One of the great leaps forward in history of man was the development of the wheel. Current research indicates that it was 'invented' about 6000 years ago. Attached in pairs of two or four to a frame, it served to carry goods, people and other materials in need of being transported over long distances, basically drawn by oxen, camels horses or people. The principles of wheeled carts have only undergone minor changes over the centuries, but subtle refinements to wheels and bearings led to less friction, i.e. smoother driving and together with better suspensions brought vast improvements to travels. Today's art of designing and building carriages or other horse drawn vessels has reached levels which in comfort and elegance bear little comparison to earlier historic versions.
One of the craftsmen who superbly mastered this art was Colm Breen of Enniscorthy, Co.Wexford. Breen Carriages Ltd, or the Rock Factory, as this place was also known, has been something like a business card for this town on the Slaney River. Not only was this a place new carriages were manufactured, but far beyond the counties borders it provided services to maintain and repair existing vehicles. His horse drawn vehicles were not only known in Ireland for their quality, but were sold as far as New Zealand, the Imperial Court of Japan, Britain and the USA! Now sadly gone, ‘the factory’ closed it’s large blue gates forever twenty-one years ago in 1994.
To commemorate this artist and craftsman I have put together this book of Colm Breen and his coach-making business. In over sixty images, mostly in black & white, taken over the last few active years of the manufacture, I show his workshop/factory to be not only a center of highly skilled workmanship, but at the same time a site of hidden gems, mysteries and unexpected collectibles.
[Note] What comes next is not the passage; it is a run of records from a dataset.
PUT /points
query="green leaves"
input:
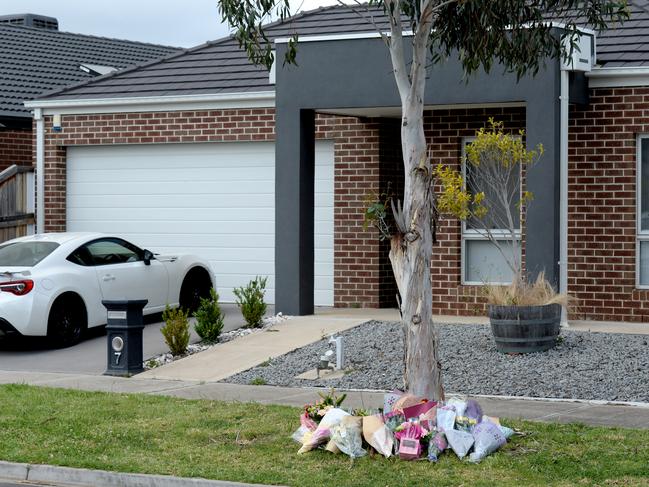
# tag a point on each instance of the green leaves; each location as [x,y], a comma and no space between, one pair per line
[247,18]
[250,299]
[519,34]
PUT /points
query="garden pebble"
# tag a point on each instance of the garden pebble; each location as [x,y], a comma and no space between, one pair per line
[584,365]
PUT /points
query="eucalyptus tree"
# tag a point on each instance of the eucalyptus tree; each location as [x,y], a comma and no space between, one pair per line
[517,35]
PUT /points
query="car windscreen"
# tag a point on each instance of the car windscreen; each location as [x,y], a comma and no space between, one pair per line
[25,254]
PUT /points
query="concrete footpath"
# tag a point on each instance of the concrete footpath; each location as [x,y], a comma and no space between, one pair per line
[197,376]
[596,413]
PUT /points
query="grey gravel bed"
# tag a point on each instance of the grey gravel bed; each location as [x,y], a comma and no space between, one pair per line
[585,365]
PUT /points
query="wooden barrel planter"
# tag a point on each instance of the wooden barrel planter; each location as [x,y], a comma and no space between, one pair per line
[525,329]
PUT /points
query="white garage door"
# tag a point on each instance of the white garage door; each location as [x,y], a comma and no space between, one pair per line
[214,200]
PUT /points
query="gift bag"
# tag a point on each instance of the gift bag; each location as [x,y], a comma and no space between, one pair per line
[347,435]
[377,435]
[488,438]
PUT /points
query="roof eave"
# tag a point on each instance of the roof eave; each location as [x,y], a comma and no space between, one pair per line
[618,77]
[256,99]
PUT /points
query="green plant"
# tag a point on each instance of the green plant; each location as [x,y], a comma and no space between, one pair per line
[209,318]
[250,300]
[175,330]
[378,214]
The images will introduce you to and/or remind you of the little ‘wonders’ Colm and his crew created on the banks of the Slaney in the ‘Rock Factory’, a place that must have mesmerized anybody who set foot to the premises.
It is probably true that it will be hard to find somebody in Enniscorthy who has not his own little story to tell about the coachbuilder Colm Breen. I hope my photos will help to activate these and more memories and for those, who do not know him yet, to get interested in him and his work.